Though we cannot count on positive macromutations for the origin of synorganized new structures and functions, strong saltations in phenotypes due to losses-of-function mutations appear to be quite common especially in island populations— not least in birds (see examples above). Such losses of functions cannot, however, bridge the gap between dinosaurs and birds. Nevertheless they may explain how birds could have lost their flight abilities and why secondary flightless birds have probably, but unjustifiably so, been confused with dinosaurs on their evolutionary way to birds (Feduccia). 

(2) Gradualism with its “innumerable slight variations,” “extremely slight variations,” and “infinitesimally small inherited variations,” etc., by mutations, which “have only slight or even invisible effects on the phenotype” (Mayr) has also been found to be totally invalid/impotent/baseless in order to explain the origin of synorganized new structures and primary species. Gradualism’s postulates are in severe/utmost/extreme contradiction to the paleontological facts — as noted by many paleontologists, past and present. 
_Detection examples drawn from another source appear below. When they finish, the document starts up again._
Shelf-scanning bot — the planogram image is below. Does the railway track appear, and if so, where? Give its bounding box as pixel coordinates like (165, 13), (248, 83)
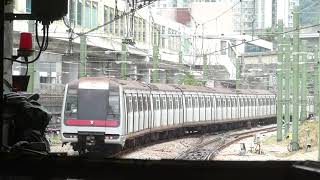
(175, 127), (276, 160)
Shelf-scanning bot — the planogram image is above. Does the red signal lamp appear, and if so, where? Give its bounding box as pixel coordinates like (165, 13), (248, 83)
(18, 32), (34, 57)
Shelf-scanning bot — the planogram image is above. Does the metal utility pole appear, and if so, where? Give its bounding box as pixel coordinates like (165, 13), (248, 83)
(236, 57), (241, 89)
(27, 20), (35, 93)
(277, 20), (283, 141)
(152, 45), (159, 83)
(203, 54), (208, 80)
(120, 42), (128, 79)
(291, 6), (300, 151)
(0, 1), (13, 151)
(0, 1), (5, 151)
(79, 35), (87, 78)
(313, 42), (320, 122)
(314, 31), (320, 161)
(282, 37), (291, 137)
(300, 41), (308, 121)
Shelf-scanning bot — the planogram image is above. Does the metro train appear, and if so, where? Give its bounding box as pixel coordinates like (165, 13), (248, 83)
(61, 77), (313, 153)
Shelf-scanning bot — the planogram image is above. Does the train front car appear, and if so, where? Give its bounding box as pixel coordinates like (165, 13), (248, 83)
(61, 78), (125, 154)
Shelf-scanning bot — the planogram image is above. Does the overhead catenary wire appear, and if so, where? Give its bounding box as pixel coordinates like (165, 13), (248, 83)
(206, 24), (320, 55)
(73, 0), (155, 39)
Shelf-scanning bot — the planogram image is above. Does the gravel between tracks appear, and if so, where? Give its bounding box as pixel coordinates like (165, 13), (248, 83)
(121, 125), (274, 160)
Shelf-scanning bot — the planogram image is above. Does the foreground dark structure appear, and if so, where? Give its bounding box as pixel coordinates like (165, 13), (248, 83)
(0, 154), (320, 180)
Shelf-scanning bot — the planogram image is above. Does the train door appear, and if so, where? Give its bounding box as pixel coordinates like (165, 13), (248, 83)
(257, 96), (262, 116)
(192, 94), (200, 122)
(142, 94), (150, 129)
(152, 94), (161, 127)
(205, 96), (212, 121)
(226, 95), (232, 119)
(262, 96), (267, 115)
(250, 97), (256, 117)
(199, 95), (206, 121)
(137, 93), (144, 131)
(210, 96), (217, 121)
(160, 94), (168, 126)
(179, 95), (186, 124)
(244, 96), (249, 117)
(147, 94), (153, 128)
(173, 95), (180, 124)
(240, 96), (245, 119)
(167, 94), (174, 125)
(231, 96), (237, 119)
(216, 96), (222, 121)
(132, 93), (139, 132)
(185, 95), (193, 122)
(125, 93), (134, 134)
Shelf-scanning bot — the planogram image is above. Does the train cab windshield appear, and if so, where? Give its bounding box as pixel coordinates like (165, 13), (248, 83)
(65, 85), (120, 121)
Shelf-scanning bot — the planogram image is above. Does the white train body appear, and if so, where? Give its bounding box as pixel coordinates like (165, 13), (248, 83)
(61, 77), (313, 153)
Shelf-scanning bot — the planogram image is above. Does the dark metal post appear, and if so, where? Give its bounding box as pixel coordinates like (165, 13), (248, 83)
(0, 1), (5, 151)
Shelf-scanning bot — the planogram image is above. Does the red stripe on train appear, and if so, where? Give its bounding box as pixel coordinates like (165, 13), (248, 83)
(65, 119), (119, 127)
(3) Natural selection can explain “the survival of the fittest but not the arrival of the fittest.” “Can the struggle for existence create? It can and must eradicate, hence kill. But it can’t create anything. Just as a sieve cannot create new grains, but can only sift the existing ones” (Nilsson). 

(4) Cladistics: “…among the major problems is that convergence [is] a predominant phenomenon in vertebrates” — as has also recently been analyzed by biologist Reinhard Junker in his paper “Vogelmerkmale bei Dinosauriern Vorläuferstadien oder Konvergenzen?” Studium Integrale, Oktober 2020, pp. 68-77 (cladistic systematics presupposed).

(5) Dollo’s law: “[A]n organism cannot return, even partially, to a former state already realized in the series of its ancestors.” The hypothesis that dinosaurs gave rise to birds implies a massive violation of that law: The extraordinarily short dinosaur arms — derived from much longer ones —  would again have been strongly re-elongated for birds. However, even in extant birds “there is no example of a secondarily flightless bird having re-elongated its wings and therefore having re-evolved flight; and one can assume the same would apply to dinosaurs.” 

(6) Bird and dinosaur hand: “Our Science paper conclusively demonstrated that by any embryological yardstick, the avian hand was composed of the middle three digits, II-III-IV” (p. 142) whereas in theropods it is I-II-III. There is no obvious selective advantage for the homeotic frame-shift hypothesis, “and also if such a dramatic change were commonplace it would negate the use of paleontological cladistics based almost entirely on skeletal morphology to resolve phylogenies” (Feduccia). 

(7) Topsy-turvy phylogeny: As shown in detail above, the phylogenetic sequence of the dinosaur to bird hypothesis starting with Sinosauropteryx (which should thus be the oldest but is from the Lower Cretaceous) is to an astonishing degree in discord with the dates usually given for the paleontological record. 

(8) “Archaeopteryx remains a volant bird by almost any anatomical yardstick.” 

(9) The abrupt appearance of all modern bird families and orders (bird evolution’s “big bang”) being even richer and more comprehensive in Eocene strata than they are today speaks for intelligent/ingenious design (on the other hand, “infinitesimally small inherited variations” and genetic saltations are equally improbable). 

(10) “De Beer’s axiom, I believe, still holds: if it has feathers and avian flight wings, it’s a bird” (italics by Feduccia, 2020, p. 312).